THC Bill Heads to the Virginia Senate
RICHMOND – The General Assembly set the stage Tuesday for Virginia to host a handful of growing, processing and dispensing facilities for medical marijuana oil.
These facilities could grow a limited number of plants and process them into cannabidiol oil or THC-A oil for the treatment epilepsy. Only patients with epilepsy, who would have to register with the state Board of Pharmacy, could purchase the oil, and they’d need a doctor’s permission.
It will take another General Assembly vote – next year – to make any of this a legal reality, courtesy of a re-enactment clause that delays this plan’s implementation. But the legislature showed strong support for the move this session, culminating Tuesday in a 39-0 Senate vote.
There were tears and hugs in the Senate gallery Tuesday as families who have fought for these changes celebrated the vote.
Mothers told legislators, this year and last, that the oil is often the only thing that will control seizures in their children.
“I think they’re opening up to medical marijuana as a whole,” said Beth Collins, a Fairfax mother who has helped lead the lobbying push in Richmond.
“The old stereotype is falling away,” added Lisa Smith, of White Stone.
Smith and Collins said they’re not disappointed with the year delay built into the latest bill, because the state’s Board of Pharmacy needs coming year to write more detailed regulations for what would be a new industry in the state. McAuliffe also has to sign Senate Bill 701 before it can take effect. He signed last year’s medical marijuana bill enthusiastically, holding a press conference that included families that lobbied for the change.
This is the second year in a row the General Assembly has taken up medical marijuana, voting last year to allow usage of the oils to treat epileptic seizures. Parents who pleaded for that change still have to cross state lines to get these oils, though, which remains illegal.

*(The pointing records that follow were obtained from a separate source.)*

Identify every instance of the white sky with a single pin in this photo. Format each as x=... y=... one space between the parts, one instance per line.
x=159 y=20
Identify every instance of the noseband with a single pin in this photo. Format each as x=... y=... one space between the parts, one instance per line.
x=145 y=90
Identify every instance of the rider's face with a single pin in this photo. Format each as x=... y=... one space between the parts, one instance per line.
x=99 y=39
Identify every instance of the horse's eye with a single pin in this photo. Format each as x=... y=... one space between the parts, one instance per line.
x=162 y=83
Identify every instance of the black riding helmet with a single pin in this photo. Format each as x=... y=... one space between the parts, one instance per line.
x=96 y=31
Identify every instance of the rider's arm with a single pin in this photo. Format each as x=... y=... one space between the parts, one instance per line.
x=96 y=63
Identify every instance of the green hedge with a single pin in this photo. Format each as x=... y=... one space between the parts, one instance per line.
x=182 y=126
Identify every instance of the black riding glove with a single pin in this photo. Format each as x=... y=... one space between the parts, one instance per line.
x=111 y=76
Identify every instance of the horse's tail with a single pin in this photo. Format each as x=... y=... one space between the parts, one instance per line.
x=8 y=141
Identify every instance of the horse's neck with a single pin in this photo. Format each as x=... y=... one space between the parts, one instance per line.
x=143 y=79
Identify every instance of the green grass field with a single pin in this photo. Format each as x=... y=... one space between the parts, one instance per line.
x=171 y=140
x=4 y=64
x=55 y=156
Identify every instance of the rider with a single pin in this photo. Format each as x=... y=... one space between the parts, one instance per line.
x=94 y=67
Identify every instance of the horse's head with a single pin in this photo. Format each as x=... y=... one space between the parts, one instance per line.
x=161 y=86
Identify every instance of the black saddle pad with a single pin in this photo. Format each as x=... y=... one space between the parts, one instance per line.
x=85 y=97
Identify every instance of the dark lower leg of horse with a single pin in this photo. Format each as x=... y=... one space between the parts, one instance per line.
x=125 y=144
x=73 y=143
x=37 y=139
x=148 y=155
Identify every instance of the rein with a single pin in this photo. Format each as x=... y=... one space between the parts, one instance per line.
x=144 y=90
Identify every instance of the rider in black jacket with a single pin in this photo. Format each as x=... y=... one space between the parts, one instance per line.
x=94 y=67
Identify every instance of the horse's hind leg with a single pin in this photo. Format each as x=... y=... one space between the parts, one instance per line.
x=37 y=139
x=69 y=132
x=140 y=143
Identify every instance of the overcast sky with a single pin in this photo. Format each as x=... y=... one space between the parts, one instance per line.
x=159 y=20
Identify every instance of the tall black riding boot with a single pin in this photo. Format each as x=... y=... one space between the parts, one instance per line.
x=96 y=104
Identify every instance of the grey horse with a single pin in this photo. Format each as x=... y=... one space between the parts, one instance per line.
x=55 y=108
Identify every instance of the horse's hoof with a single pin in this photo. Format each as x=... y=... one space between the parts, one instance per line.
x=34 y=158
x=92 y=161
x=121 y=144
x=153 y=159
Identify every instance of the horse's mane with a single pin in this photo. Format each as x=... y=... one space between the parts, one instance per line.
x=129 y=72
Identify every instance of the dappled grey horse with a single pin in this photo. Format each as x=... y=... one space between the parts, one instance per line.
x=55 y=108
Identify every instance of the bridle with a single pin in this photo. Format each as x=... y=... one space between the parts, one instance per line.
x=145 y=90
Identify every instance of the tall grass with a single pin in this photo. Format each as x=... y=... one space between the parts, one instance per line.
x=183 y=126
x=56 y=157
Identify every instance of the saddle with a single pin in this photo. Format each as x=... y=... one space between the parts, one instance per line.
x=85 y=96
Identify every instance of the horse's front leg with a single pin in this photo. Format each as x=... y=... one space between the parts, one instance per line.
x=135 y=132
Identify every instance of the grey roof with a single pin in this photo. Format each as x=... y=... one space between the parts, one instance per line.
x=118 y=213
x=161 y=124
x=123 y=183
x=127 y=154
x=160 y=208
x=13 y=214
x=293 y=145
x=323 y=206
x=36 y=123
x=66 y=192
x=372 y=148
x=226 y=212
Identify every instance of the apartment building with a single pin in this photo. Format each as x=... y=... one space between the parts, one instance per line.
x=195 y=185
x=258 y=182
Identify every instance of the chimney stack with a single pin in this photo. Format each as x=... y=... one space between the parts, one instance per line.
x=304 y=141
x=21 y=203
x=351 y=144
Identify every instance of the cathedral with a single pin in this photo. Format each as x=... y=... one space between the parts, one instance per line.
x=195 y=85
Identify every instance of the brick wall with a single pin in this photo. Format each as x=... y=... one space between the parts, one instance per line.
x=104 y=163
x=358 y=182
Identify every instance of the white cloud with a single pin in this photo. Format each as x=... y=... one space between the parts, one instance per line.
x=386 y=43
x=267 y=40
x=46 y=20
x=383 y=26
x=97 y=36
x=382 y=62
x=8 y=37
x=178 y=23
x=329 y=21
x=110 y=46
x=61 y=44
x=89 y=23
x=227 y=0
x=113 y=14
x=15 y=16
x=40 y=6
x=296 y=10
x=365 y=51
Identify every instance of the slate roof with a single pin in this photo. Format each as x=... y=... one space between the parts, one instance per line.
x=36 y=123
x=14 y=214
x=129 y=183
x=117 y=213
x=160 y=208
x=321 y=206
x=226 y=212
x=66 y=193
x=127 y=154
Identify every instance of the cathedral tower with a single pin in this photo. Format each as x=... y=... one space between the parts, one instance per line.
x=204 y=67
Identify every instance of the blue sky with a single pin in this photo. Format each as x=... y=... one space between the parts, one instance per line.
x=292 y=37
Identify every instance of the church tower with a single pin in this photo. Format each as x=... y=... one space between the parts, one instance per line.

Under the bill, a pharmacist would have to be on premises and responsible for oil processing facilities. Only five licenses would be granted licenses to start with, and licenses would have to be re-upped each year.
Facilities couldn’t employ felons. The Board of Pharmacy will have to write regulations on security requirements, labeling, the number of plants allowed and how to dispose of them. The bill also requires quarterly inspections.
Supplies would have to be picked up in person, with a maximum of 30 days supply per pickup. A certification from a neurologist or another doctor specializing in epilepsy would be required.